SUGAR: U.S. sugarbeet production for 2019/20 is projected at 33.916 million tons, up 1 percent from last month. Overall planting progress in the United States advanced beyond the pace indicated last month to move the yield forecast to 30.8 tons/acre, up from 30.5. Based on average levels of beet pile shrink and slicing recovery, beet sugar production from this crop is projected at 4.992 million short tons, raw value (STRV) with production occurring in August and September at 511,111. This results in fiscal 2018/19 beet sugar production at 4.920 million STRV, a gain of 9,509 STRV. This increase is largely offset by lower 2018/19 Florida cane sugar production reported by processors. High-tier tariff imports for 2018/19 are increased by 20,000 STRV to 90,000 based on the pace of entries to date. These supply changes result in ending stocks for 2018/19 residually increasing to 1.526 million STRV, implying a stocks-to-use ratio of 12.40 percent, up marginally over last month.
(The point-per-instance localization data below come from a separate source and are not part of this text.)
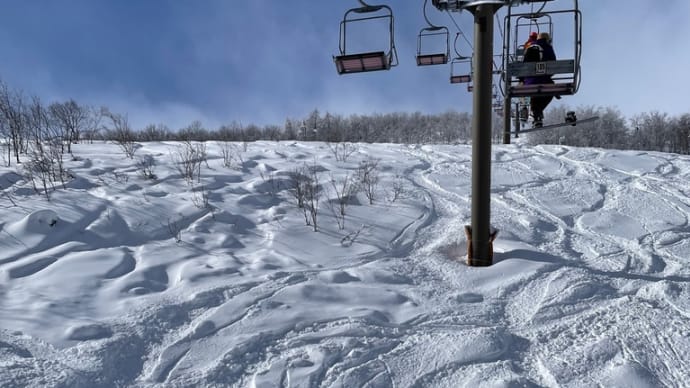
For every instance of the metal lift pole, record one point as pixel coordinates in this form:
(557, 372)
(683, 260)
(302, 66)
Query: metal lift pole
(481, 134)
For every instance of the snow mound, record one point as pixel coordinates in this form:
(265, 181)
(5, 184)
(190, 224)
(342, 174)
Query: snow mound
(38, 222)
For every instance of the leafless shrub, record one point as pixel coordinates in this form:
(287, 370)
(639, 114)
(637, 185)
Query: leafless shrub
(39, 170)
(269, 177)
(175, 230)
(232, 155)
(342, 151)
(122, 134)
(6, 193)
(368, 177)
(397, 188)
(187, 159)
(298, 180)
(305, 188)
(350, 238)
(120, 177)
(147, 165)
(312, 195)
(343, 189)
(200, 197)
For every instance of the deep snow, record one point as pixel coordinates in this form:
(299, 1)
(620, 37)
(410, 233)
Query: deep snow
(589, 285)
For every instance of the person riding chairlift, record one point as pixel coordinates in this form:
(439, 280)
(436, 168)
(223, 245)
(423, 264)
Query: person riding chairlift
(531, 40)
(539, 51)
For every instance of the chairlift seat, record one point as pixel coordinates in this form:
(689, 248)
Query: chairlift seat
(542, 90)
(459, 79)
(358, 63)
(533, 69)
(432, 59)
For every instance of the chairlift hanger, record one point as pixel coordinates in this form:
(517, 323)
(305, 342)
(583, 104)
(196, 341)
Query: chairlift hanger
(432, 31)
(459, 60)
(347, 63)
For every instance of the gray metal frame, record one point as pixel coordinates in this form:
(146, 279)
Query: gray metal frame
(391, 55)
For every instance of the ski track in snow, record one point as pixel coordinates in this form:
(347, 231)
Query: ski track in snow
(566, 303)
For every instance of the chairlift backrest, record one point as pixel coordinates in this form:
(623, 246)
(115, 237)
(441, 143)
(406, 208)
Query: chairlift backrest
(346, 62)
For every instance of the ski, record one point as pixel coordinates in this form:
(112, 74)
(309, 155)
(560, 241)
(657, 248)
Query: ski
(550, 126)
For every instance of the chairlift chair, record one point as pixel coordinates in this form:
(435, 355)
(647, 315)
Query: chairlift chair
(425, 59)
(564, 72)
(347, 63)
(457, 77)
(460, 61)
(432, 32)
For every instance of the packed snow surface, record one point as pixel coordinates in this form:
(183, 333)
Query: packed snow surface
(119, 280)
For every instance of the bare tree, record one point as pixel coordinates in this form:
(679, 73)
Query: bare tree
(188, 158)
(344, 190)
(121, 133)
(368, 176)
(12, 110)
(72, 118)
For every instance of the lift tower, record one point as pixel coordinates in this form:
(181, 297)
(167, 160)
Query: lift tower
(480, 251)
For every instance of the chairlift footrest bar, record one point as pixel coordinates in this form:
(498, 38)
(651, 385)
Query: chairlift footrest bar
(542, 90)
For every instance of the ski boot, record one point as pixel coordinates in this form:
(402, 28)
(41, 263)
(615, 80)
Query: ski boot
(537, 121)
(524, 115)
(570, 118)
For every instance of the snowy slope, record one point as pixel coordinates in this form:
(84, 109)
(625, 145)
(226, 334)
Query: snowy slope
(589, 286)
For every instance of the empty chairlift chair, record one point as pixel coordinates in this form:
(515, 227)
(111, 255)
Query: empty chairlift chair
(347, 63)
(432, 33)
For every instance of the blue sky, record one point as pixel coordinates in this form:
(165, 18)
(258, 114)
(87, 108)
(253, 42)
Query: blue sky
(262, 61)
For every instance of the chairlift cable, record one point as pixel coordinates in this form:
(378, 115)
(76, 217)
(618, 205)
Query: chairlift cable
(460, 30)
(498, 24)
(432, 25)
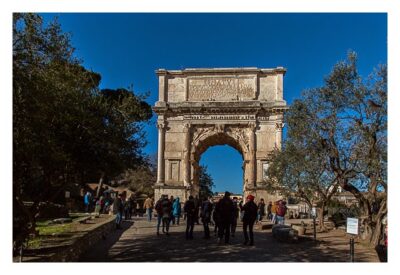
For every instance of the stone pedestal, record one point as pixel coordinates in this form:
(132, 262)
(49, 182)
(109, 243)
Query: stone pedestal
(200, 108)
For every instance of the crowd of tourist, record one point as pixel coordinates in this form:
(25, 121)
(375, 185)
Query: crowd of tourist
(223, 214)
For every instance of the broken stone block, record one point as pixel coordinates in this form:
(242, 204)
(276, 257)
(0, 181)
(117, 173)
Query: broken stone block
(284, 233)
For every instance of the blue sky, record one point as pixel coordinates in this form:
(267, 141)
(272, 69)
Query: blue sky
(127, 48)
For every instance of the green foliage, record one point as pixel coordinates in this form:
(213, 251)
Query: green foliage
(337, 136)
(64, 128)
(206, 182)
(140, 179)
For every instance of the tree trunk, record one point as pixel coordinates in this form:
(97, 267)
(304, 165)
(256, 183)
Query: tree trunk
(321, 211)
(377, 230)
(100, 184)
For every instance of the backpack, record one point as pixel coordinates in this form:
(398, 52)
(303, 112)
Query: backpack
(158, 206)
(281, 211)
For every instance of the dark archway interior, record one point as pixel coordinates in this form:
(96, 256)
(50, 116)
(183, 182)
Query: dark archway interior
(217, 139)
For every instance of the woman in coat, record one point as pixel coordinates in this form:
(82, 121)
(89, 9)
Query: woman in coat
(176, 210)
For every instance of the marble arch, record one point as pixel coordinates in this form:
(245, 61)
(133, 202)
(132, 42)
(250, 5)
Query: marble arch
(199, 108)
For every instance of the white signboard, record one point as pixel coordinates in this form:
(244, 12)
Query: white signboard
(313, 212)
(352, 226)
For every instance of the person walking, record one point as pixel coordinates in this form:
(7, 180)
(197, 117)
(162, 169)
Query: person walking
(269, 213)
(281, 212)
(261, 210)
(87, 200)
(189, 209)
(206, 209)
(197, 209)
(234, 216)
(148, 205)
(158, 208)
(215, 218)
(118, 209)
(249, 217)
(274, 208)
(172, 217)
(225, 211)
(241, 209)
(127, 209)
(166, 214)
(176, 210)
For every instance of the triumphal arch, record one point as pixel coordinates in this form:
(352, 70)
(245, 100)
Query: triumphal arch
(199, 108)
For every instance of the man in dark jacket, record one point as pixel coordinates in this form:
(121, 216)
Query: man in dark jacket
(234, 216)
(166, 214)
(159, 211)
(189, 209)
(249, 217)
(225, 209)
(206, 209)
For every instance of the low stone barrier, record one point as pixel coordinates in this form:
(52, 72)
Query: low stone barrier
(80, 242)
(284, 233)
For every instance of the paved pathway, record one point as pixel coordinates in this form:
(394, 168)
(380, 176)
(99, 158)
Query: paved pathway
(137, 242)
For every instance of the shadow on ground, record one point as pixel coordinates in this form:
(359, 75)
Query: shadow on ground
(142, 247)
(103, 246)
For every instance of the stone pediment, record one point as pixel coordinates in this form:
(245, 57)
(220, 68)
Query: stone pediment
(205, 107)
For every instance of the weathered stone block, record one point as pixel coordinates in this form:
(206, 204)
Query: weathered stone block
(284, 233)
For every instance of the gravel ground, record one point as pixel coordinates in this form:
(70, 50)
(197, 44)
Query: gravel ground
(138, 242)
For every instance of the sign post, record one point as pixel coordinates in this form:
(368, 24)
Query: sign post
(314, 215)
(352, 229)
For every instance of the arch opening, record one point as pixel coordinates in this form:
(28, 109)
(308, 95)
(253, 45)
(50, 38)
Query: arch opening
(228, 175)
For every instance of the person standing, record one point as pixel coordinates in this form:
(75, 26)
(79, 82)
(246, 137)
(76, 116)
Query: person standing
(148, 205)
(215, 218)
(281, 212)
(197, 208)
(118, 209)
(87, 199)
(241, 209)
(261, 210)
(172, 217)
(234, 216)
(249, 217)
(158, 208)
(166, 214)
(206, 209)
(269, 214)
(127, 209)
(176, 210)
(225, 211)
(274, 208)
(189, 209)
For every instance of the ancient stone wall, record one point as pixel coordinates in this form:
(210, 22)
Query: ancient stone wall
(199, 108)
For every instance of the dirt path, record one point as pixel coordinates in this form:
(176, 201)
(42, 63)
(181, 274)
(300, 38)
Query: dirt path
(137, 242)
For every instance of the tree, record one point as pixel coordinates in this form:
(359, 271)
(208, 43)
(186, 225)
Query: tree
(294, 174)
(141, 179)
(64, 128)
(341, 127)
(206, 182)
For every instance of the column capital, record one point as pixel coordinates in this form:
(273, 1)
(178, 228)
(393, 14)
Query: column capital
(161, 125)
(252, 126)
(279, 126)
(186, 127)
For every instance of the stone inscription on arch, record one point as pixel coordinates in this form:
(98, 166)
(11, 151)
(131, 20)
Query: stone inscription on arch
(200, 108)
(217, 88)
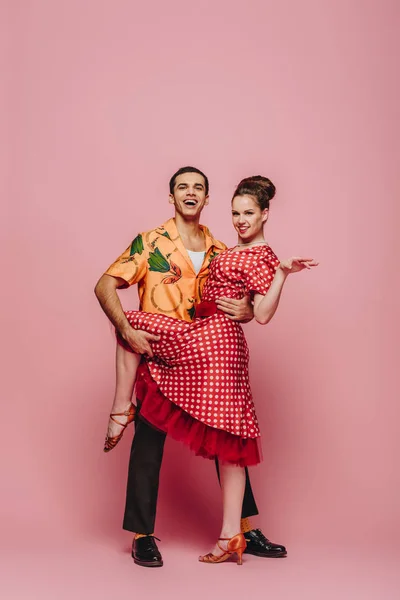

Beet sugar production for 2019/20 is projected at 5.154 million STRV based on the larger sugarbeet crop. This increase is partially offset by lower cane sugar production in Texas due to weather-related area reductions for the 2019/20 crop as reported by the processor. With no changes to imports or use, the combination of higher beginning stocks of 20,469 STRV and a net production increase of 23,457 STRV implies ending stocks of 1.528 million and a stocks-to-use ratio of 12.37 percent.
Mexico sugar production for 2018/19 is estimated at 6.400 million metric tons (MT) based on CONADESUCA-estimated area of 796,770 hectares (ha) and USDA estimates of yield at 71.08 MT/ha and sucrose recovery of 11.30 percent. Mexico sugar production for 2019/20 is projected at 6.183 million MT assuming the same area as in 2018/19 and 5-year averages of sugarcane yield and sucrose recovery. With no other changes, the changes to production result in exports to non-U.S. destinations of 1.386 million MT in 2018/19 and 263,100 MT in 2019/20, based on CONADESUCA targets for ending stocks.